Uno y todo fuera de los sueños....!
La idea de una guía para la conducta humana surge de la necesidad de aceptar un consenso social capaz de perpetuar la inmortalidad ilusoria de ser y existir dentro de los limites de un drama preconcebido por el miedo y la necesidad, por interminables preguntas y subsiguientes respuestas delirantes ante la brasa del pábilo de la razón que mira y confronta un horizonte inexplicable de sucesos. Llegamos a esa mesa servida de angustia para definirnos, individualizándonos en un proyecto que pensamos nuestro pero que en realidad no lo es; peor aún ni siquiera existe, es tan solo una sombra imaginaria, un fantasma irracional desordenado y anónimo que aceptamos llevar sobre nuestros hombros.

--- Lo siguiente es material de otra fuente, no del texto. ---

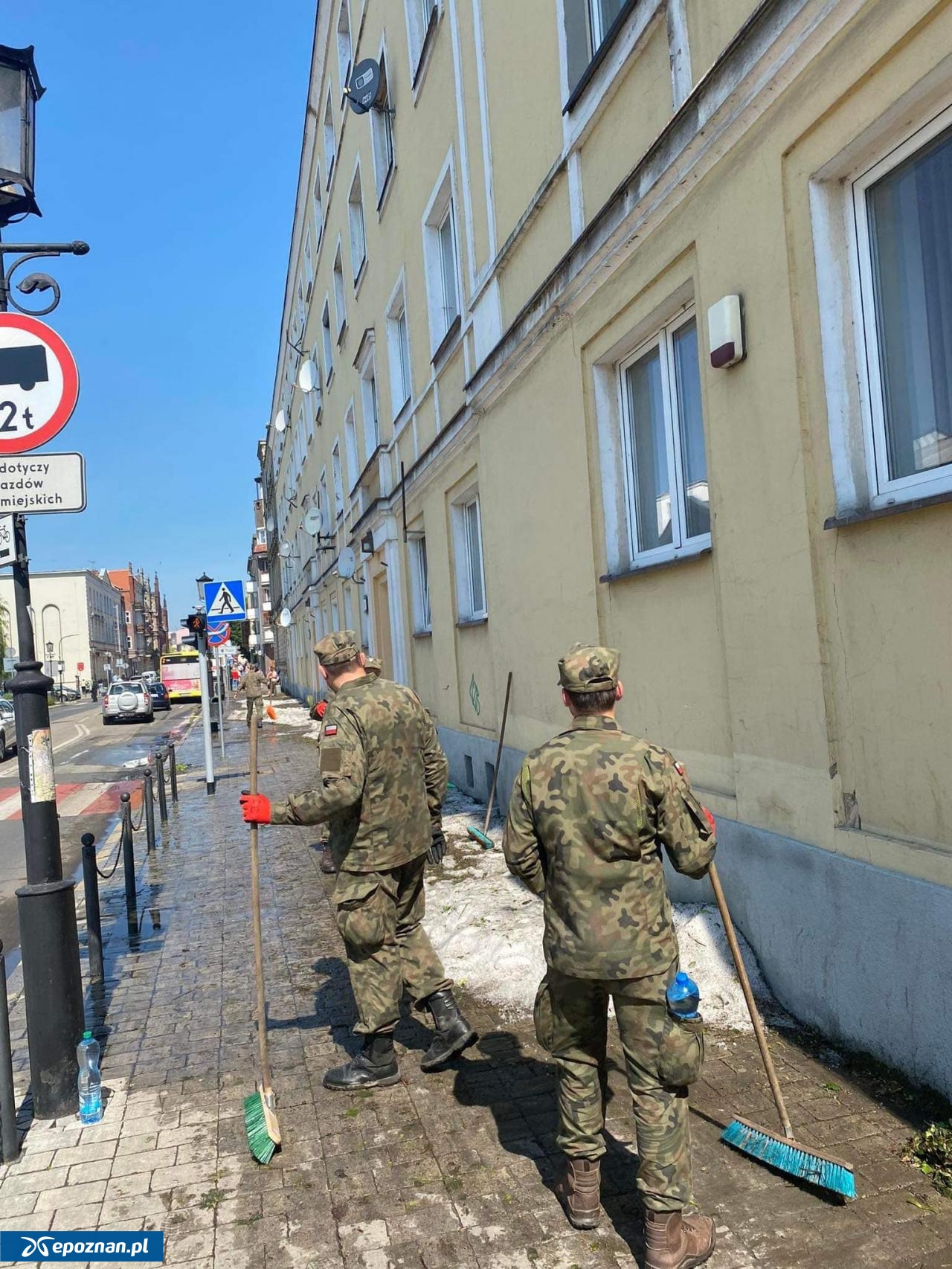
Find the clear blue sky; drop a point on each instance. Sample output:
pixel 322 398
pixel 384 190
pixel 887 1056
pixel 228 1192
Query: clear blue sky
pixel 169 140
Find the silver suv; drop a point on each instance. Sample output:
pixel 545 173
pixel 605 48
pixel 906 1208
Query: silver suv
pixel 127 701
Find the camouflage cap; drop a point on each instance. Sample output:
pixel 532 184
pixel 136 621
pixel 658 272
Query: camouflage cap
pixel 589 668
pixel 337 649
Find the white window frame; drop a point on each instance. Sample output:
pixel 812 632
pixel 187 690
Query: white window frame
pixel 328 341
pixel 339 293
pixel 358 226
pixel 382 138
pixel 399 352
pixel 440 210
pixel 681 544
pixel 466 608
pixel 330 141
pixel 882 489
pixel 419 574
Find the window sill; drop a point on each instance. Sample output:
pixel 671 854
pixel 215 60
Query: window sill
pixel 657 565
pixel 443 347
pixel 869 513
pixel 599 55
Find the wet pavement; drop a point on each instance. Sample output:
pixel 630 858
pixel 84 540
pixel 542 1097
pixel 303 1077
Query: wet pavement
pixel 452 1169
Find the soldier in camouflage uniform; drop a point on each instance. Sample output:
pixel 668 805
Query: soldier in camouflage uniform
pixel 382 778
pixel 589 815
pixel 253 684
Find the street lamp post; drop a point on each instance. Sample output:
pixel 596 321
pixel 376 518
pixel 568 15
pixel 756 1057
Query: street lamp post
pixel 52 985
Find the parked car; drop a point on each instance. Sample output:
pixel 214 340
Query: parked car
pixel 127 699
pixel 160 695
pixel 8 729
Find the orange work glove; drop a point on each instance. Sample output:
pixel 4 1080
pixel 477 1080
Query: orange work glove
pixel 255 807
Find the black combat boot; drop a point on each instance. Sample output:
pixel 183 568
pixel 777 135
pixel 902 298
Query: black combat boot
pixel 454 1032
pixel 373 1067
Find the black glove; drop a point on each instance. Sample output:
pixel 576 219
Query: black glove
pixel 438 846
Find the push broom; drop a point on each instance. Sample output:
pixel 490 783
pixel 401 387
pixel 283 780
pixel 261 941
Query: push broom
pixel 260 1119
pixel 484 838
pixel 777 1151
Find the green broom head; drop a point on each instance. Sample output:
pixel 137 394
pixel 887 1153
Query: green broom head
pixel 787 1157
pixel 260 1141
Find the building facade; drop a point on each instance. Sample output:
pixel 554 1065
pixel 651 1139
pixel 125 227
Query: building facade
pixel 79 620
pixel 503 280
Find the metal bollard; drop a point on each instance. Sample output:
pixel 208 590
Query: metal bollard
pixel 129 867
pixel 173 774
pixel 9 1137
pixel 149 800
pixel 94 923
pixel 160 785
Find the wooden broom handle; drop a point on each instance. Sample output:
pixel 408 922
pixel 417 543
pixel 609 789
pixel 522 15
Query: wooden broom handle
pixel 752 1004
pixel 257 924
pixel 499 754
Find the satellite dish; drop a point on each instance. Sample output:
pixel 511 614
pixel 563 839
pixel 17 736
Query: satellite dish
pixel 347 562
pixel 307 376
pixel 364 86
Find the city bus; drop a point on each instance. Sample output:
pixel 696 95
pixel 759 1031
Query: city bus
pixel 179 675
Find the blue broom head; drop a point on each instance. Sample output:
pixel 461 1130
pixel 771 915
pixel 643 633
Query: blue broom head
pixel 790 1157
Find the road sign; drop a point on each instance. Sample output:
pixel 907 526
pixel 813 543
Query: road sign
pixel 39 384
pixel 8 550
pixel 225 600
pixel 43 483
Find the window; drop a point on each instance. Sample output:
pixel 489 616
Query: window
pixel 344 51
pixel 420 584
pixel 904 230
pixel 330 145
pixel 358 237
pixel 371 410
pixel 663 440
pixel 327 341
pixel 399 352
pixel 339 301
pixel 588 23
pixel 353 466
pixel 338 480
pixel 470 576
pixel 420 16
pixel 382 133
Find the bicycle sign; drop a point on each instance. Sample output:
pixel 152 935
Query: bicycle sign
pixel 39 384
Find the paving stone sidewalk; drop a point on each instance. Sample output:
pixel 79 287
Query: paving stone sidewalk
pixel 446 1170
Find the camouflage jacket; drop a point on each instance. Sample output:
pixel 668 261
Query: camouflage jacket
pixel 253 684
pixel 588 817
pixel 382 777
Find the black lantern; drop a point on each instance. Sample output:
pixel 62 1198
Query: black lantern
pixel 19 91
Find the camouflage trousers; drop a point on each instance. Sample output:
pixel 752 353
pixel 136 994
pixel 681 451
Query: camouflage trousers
pixel 387 949
pixel 662 1057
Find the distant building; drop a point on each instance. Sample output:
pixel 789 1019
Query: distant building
pixel 77 618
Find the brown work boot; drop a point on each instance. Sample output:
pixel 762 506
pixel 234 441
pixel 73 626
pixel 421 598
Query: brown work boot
pixel 578 1193
pixel 675 1241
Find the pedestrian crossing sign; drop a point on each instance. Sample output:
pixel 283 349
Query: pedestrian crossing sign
pixel 225 600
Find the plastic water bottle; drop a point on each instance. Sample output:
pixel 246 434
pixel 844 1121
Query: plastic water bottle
pixel 89 1080
pixel 684 997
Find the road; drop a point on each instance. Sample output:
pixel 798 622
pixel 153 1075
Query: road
pixel 89 778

Hambre, sexo, supervivencia, vida, muerte son síntomas que impulsan la necesidad de unificar criterios por el bien de una praxis conductual; mismas ideas que nos obligan a reajustar los criterios de la propia realidad (no como pudiese pensarse en aras del bien común) para que el mito de nuestra inmortalidad perdure ante el corrosivo e impenetrable silencio de la muerte. Se nace para la muerte inevitable pero el impulso es perpetuar la vida al precio de pirámides, murallas, bienes de consumo y sobre todo la vida de otros y sus ideas, sus pensamientos recónditos sus temores y sus sueños elaborados. Aceptamos sin más ser los sueños de otros, sueños dentro de otros sueños. Los expertos llaman “ego” a esa estructura, el ego más grande prevalece “el que tiene más saliva come más harina”

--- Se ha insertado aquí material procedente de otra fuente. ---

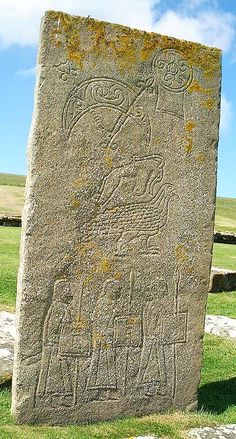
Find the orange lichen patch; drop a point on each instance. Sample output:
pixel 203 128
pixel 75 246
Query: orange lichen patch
pixel 105 265
pixel 80 323
pixel 85 247
pixel 181 253
pixel 209 104
pixel 132 320
pixel 128 46
pixel 97 338
pixel 108 158
pixel 105 346
pixel 75 203
pixel 117 275
pixel 188 144
pixel 80 182
pixel 201 157
pixel 88 280
pixel 197 88
pixel 98 33
pixel 190 126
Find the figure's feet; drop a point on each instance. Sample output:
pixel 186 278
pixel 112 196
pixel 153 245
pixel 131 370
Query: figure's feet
pixel 154 250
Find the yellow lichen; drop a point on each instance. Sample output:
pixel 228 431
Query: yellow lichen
pixel 190 125
pixel 75 203
pixel 201 157
pixel 80 323
pixel 181 253
pixel 105 265
pixel 197 88
pixel 132 321
pixel 108 158
pixel 117 275
pixel 188 144
pixel 128 46
pixel 209 104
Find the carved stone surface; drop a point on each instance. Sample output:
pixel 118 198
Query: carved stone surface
pixel 113 278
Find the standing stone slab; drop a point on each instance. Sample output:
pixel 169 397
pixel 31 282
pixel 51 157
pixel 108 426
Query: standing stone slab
pixel 113 278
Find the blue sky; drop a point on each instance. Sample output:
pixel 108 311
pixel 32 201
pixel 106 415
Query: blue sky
pixel 210 22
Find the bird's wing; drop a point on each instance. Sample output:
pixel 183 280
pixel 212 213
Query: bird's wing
pixel 109 185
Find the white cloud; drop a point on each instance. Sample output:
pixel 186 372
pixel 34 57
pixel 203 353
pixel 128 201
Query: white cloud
pixel 210 28
pixel 226 114
pixel 199 21
pixel 27 72
pixel 19 19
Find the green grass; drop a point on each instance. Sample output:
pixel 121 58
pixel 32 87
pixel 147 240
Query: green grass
pixel 11 200
pixel 225 219
pixel 9 261
pixel 224 255
pixel 217 392
pixel 217 379
pixel 223 304
pixel 12 180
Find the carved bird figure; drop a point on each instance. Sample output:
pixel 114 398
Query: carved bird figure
pixel 133 205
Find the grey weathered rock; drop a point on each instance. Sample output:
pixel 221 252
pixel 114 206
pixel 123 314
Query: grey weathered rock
pixel 222 432
pixel 222 279
pixel 7 337
pixel 113 278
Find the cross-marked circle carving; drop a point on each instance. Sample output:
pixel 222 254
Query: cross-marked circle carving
pixel 172 70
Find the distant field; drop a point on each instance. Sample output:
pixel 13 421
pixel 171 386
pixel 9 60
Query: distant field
pixel 225 214
pixel 12 200
pixel 12 180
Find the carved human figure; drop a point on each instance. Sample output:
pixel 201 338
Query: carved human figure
pixel 102 375
pixel 152 374
pixel 54 378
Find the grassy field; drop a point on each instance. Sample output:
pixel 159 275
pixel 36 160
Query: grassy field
pixel 9 261
pixel 12 180
pixel 225 214
pixel 217 392
pixel 218 378
pixel 11 200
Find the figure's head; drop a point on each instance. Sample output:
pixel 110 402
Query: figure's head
pixel 112 289
pixel 156 289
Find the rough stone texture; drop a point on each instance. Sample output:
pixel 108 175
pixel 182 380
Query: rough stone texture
pixel 223 432
pixel 7 338
pixel 220 325
pixel 113 279
pixel 222 279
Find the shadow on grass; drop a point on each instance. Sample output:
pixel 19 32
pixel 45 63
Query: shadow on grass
pixel 218 396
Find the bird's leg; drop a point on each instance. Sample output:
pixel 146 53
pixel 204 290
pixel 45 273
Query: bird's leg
pixel 151 244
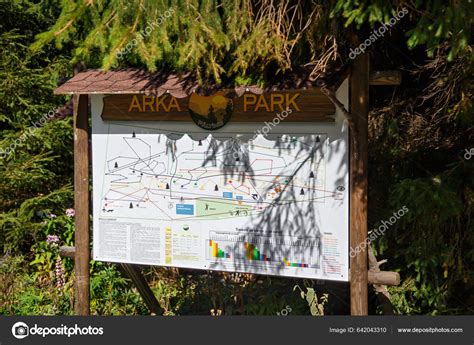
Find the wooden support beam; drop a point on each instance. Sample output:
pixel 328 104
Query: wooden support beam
pixel 81 204
pixel 359 98
pixel 134 273
pixel 384 278
pixel 385 78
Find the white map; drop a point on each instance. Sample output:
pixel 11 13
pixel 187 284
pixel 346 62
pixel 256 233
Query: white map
pixel 273 205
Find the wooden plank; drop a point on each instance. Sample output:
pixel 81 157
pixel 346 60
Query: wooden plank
pixel 359 88
pixel 385 78
pixel 134 273
pixel 81 204
pixel 307 105
pixel 384 278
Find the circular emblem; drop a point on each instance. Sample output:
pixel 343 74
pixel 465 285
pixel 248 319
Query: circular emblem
pixel 210 112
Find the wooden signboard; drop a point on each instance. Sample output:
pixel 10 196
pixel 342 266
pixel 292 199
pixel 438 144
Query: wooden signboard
pixel 307 105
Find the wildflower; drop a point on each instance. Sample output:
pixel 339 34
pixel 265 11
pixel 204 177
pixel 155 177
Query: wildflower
pixel 52 240
pixel 59 272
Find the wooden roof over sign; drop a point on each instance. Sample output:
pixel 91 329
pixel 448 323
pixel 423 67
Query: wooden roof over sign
pixel 134 94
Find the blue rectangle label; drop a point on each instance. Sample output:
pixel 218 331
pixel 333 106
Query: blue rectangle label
pixel 186 209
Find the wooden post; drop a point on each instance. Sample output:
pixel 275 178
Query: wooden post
pixel 134 273
pixel 81 204
pixel 359 91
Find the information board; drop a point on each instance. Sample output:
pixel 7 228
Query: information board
pixel 172 194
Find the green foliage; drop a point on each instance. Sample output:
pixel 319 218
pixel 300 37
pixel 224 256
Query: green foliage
pixel 316 305
pixel 432 22
pixel 111 293
pixel 241 39
pixel 22 294
pixel 417 135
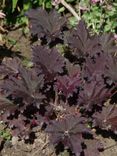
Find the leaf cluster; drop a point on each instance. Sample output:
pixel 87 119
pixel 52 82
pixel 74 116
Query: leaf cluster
pixel 64 95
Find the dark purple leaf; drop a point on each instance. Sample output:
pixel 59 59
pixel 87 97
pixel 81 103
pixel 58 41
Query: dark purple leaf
pixel 95 68
pixel 27 85
pixel 68 130
pixel 49 26
pixel 111 70
pixel 93 93
pixel 81 42
pixel 10 66
pixel 107 42
pixel 107 119
pixel 47 60
pixel 93 146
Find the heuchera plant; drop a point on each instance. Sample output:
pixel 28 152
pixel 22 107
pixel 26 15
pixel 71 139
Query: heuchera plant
pixel 65 94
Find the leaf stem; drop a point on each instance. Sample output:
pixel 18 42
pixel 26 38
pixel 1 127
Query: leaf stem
pixel 69 7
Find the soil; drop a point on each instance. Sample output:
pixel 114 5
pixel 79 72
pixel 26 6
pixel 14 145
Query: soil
pixel 40 146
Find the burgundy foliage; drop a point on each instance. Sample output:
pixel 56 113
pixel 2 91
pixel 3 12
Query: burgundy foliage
pixel 68 99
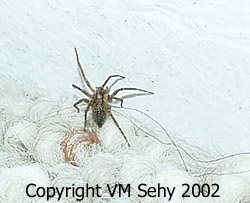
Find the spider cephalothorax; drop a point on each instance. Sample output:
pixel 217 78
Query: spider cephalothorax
pixel 100 99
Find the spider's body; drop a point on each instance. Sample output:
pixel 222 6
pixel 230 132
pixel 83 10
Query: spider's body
pixel 100 99
pixel 100 106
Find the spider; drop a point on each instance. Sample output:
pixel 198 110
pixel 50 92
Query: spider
pixel 100 99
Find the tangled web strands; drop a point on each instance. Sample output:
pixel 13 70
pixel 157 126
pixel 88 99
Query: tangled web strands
pixel 182 149
pixel 151 151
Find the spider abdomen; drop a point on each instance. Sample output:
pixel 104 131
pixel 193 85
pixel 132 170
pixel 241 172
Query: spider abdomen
pixel 99 114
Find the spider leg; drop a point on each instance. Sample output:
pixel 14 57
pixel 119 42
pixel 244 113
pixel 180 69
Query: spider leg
pixel 80 101
pixel 119 99
pixel 82 90
pixel 128 88
pixel 111 76
pixel 85 115
pixel 83 75
pixel 117 125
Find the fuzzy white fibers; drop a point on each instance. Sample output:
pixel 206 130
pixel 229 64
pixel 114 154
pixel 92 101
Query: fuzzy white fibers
pixel 32 152
pixel 15 180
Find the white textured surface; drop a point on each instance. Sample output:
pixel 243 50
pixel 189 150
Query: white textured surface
pixel 193 54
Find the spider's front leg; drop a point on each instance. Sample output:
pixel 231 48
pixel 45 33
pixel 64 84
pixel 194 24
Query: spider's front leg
pixel 80 101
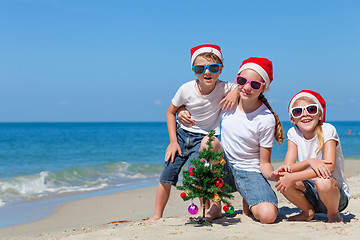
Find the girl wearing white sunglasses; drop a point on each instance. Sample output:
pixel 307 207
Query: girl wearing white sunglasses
pixel 315 184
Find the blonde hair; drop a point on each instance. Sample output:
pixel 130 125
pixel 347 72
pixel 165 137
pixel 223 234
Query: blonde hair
pixel 209 56
pixel 318 128
pixel 279 132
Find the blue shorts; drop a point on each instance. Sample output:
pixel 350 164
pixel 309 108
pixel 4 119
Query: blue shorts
pixel 252 186
pixel 189 144
pixel 313 197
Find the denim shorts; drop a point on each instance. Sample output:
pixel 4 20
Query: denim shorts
pixel 189 144
pixel 313 197
pixel 252 186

Definimos el mundo y a continuación lo describimos o lo aceptamos en las descripciones de otros, de alguna manera porque el miedo de existir es superior al ominoso miedo de extinguirse. En esa larga y accidentada jornada, eso que se llama humanidad emerge de las propias entrañas del silencio hacia un mundo pleno de coloridos matices donde la realidad de lo que somos se convierte en mito y la razón adquirida de las estructuras culturales, camina hacia el descubrimiento de un yo compartido con todos los seres sensientes. En esos términos redefinimos constantemente la conceptualización de lo cultural, lo ético, lo social y lo humano con la penosa carga de instituciones enquistadas ferozmente en el pasado histórico.
La supervivencia del “ego” se arropa en el mito para extender esa luz de su espuria existencia más allá de su natural extinción. La cultura intenta proveer al individuo de algún concepto de supervivencia que garantice la continuidad del ideal social. Necesitamos aceptar cualquier conceptualización en cualquier sentido en aras de la construcción de alguna red social en particular donde pueda refugiarse la frágil construcción de nuestra realidad imaginada. Objetivamente la expresión de la consciencia continuara aun sin nosotros, en otras especies que emergen del escenario natural del universo en un proceso que sobrepasa ampliamente la aceptación de lo humano. Entonces como ahora mismo la frágil identidad de todo lo que somos y pensamos ser habrá dejado de existir a favor de especies más promisorias y consecuentes con el entorno que les fue dado soñar.